The sets of measuring values can concern for example quantities of image data which are recorded for example with a camera and respectively characterise an image. The method can then serve for identifying similar images, for example for automatic finding of images of a camera shot from a large quantity of shots or for finding separation points between successive shots.
It is known to process sets of measuring values in that the measuring values are assigned respectively to one class from a finite number of classes, occasionally also termed bins, which can be denoted with indices so that these measuring values are assigned to the classes and consequently a frequency distribution is defined, which indicates for each class a frequency of the measuring values of the respective set assigned to this class. The classes can thereby correspond typically to sub-intervals of an interval of the measuring values of assumable values. A known representation of such frequency distributions is formed by histograms. The technical object of comparing two or more sets of measuring values with each other, for example in order to identify events which can be compared in an automated and rapid manner during an evaluation of a large number of measuring value sets, can then be reformulated to the object of comparing two histograms with each other and of measuring a similarity between these histograms.

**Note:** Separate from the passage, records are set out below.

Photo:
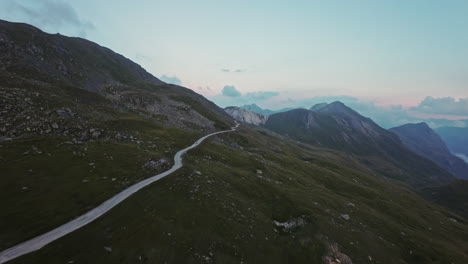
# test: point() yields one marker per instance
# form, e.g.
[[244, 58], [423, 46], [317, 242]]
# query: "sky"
[[390, 55]]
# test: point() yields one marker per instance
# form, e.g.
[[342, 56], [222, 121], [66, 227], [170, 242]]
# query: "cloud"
[[230, 91], [259, 96], [443, 106], [49, 15], [233, 70], [386, 117], [170, 79]]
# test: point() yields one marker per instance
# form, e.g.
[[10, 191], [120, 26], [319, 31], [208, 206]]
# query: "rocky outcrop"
[[246, 116], [61, 71], [339, 127], [334, 256]]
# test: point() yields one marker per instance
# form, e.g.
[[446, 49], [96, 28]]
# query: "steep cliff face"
[[426, 142], [34, 64], [246, 116]]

Various methods are known for comparing histograms or distributions which can be displayed by histograms. In the case of the simplest of these methods, the frequencies, assigned to the individual classes, of the frequency distributions to be compared are compared with each other class for class—or bin for bin—for example by measuring an overlap of the histograms corresponding to the frequency distributions. These methods can in fact be implemented with very low computational complexity but entail the great disadvantage that similarities between adjacent classes are not taken into account. Measuring values, which are in fact situated closely together but were assigned, because of the choice of classes, randomly to two different, e.g. adjacent, classes, are then treated as completely different and their proximity remains unconsidered for evaluation of the similarity of the corresponding histograms. These simple methods lead therefore in many cases to unsatisfactory and fairly uninformative results which allow in particular no reliable statement about the similarity of sets of measuring values or corresponding events. In particular, the results obtained with such methods are disadvantageously dependent upon the size of the bins or classes and upon the precise position of the more or less arbitrarily chosen boundaries between adjacent bins.
Other methods for comparing histograms take into account not only exact correspondences or overlaps but also the similarity of classes or bins which are adjacent or situated close together. An example of this is offered by the distance measure for histograms published by Rubner et al. in the International Journal of Computer Vision, 40(2), pp. 99-121 and termed Earth Mover's Distance. These and comparable methods are in fact suitable for a substantially more meaningful assessment of the similarity of frequency distributions or histograms but entail the disadvantage of exceptionally high computational complexity. Thus the computational complexity with the mentioned method for calculating the so-called Earth Mover's distance increases with an increasing number of measuring value classes by between O(N3) and exp(N) if N is the number of classes.
In particular for applications in which a large number of measuring value classes is used and are to be compared, such a high computational complexity even when comparing one pair of measuring value sets can be unacceptable.